One question that might immediately come to mind is why use the correlation coefficient. Doesn’t DTW have a distance measure?

DTW does return a distance measure between the two signals but it’s difficult to interpret the measure. A distance of 0 means that two signals are perfectly similar or correlated, but what distance corresponds to two signals that should have no correlation?

The correlation coefficient has a nice interpretation, where +1 is total positive linear correlation between two signals, 0 is no linear correlation between two signals, and -1 is total negative linear correlation between two signals.

I think the true benefit of using DTW is in using the distance measure produced by the algorithm, but I don’t believe it’s reasonable to use this metric in an absolute sense.

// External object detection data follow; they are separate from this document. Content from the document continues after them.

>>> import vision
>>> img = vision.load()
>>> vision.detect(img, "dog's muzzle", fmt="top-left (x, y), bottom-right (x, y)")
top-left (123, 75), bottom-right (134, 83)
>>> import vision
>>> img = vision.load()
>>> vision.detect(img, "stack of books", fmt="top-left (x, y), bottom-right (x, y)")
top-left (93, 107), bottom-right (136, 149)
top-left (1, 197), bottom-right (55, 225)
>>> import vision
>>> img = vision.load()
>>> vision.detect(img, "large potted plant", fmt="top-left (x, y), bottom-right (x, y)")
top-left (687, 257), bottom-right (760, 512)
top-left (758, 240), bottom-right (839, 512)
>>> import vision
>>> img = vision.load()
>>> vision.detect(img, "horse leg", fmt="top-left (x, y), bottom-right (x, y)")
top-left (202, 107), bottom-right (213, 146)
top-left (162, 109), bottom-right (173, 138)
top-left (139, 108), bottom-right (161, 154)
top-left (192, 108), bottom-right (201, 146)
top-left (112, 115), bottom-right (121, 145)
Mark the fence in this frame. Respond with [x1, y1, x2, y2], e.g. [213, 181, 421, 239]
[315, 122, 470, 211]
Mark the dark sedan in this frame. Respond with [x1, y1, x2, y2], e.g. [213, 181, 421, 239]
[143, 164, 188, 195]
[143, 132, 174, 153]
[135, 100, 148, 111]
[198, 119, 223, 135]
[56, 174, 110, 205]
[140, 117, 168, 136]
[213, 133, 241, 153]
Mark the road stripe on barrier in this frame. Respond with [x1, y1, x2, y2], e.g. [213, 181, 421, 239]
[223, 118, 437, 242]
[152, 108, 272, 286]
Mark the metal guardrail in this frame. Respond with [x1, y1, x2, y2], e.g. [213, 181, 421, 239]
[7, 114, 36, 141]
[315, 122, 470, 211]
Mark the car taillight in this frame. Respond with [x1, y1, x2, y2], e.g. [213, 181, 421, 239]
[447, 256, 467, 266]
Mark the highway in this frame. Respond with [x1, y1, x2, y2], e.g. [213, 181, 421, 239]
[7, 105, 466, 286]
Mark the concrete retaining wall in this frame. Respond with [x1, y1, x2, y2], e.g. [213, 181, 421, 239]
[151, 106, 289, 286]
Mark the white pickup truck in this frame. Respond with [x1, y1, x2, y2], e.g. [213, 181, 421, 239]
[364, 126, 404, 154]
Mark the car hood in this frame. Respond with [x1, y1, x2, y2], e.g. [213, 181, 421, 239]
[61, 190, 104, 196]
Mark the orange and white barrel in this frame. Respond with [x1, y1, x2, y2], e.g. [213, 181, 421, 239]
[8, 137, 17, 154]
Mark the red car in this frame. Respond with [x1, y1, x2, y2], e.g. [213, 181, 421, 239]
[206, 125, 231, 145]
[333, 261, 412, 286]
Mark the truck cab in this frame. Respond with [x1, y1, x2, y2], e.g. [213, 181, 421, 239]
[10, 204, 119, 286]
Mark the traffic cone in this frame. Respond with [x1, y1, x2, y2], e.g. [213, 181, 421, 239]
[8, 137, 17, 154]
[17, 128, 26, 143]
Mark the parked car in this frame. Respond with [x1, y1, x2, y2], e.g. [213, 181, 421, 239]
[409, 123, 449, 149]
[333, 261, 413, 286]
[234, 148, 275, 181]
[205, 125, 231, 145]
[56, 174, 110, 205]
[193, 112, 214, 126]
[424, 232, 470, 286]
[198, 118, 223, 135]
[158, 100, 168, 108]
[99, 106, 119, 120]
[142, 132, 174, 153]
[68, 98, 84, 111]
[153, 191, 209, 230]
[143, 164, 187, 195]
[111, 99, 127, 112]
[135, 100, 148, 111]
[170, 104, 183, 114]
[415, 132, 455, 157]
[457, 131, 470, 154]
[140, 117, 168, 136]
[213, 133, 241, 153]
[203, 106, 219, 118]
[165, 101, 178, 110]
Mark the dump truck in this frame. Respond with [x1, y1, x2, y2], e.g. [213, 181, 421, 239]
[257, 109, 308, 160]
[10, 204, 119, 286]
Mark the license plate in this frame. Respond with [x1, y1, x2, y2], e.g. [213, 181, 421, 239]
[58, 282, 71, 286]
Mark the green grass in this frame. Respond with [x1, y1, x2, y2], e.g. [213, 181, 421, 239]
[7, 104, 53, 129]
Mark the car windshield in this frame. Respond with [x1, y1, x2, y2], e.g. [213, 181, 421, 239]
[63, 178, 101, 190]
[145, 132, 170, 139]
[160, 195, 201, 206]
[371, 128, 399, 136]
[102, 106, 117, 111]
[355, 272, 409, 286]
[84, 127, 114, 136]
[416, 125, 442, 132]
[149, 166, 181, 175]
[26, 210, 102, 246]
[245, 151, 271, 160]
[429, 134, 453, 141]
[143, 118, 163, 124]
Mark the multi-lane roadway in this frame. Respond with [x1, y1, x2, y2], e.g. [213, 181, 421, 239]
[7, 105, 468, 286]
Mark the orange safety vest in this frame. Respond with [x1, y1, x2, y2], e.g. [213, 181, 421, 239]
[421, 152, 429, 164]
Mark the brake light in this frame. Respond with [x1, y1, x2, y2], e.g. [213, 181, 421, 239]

The measure is not normalized, like the correlation coefficient and therefore interpreting the distance measure from DTW by itself is difficult. The distance measure is beneficial when you consider it in a relative sense. For example, if you have a reference signal you can compare multiple signals, using the distance from DTW to determine which signal is most similar to the reference signal. In that case, it’s a relative comparison of the distances between each signal and the reference signal. DTW has found successful applications as a distance measure in clustering algorithms and finding the signal that most closely resembles the reference signal.

Conclusion

Dynamic Time Warping is no doubt a powerful algorithm. But just like any algorithm, be careful how you apply it and make sure it makes sense in the context of the problem you are dealing with.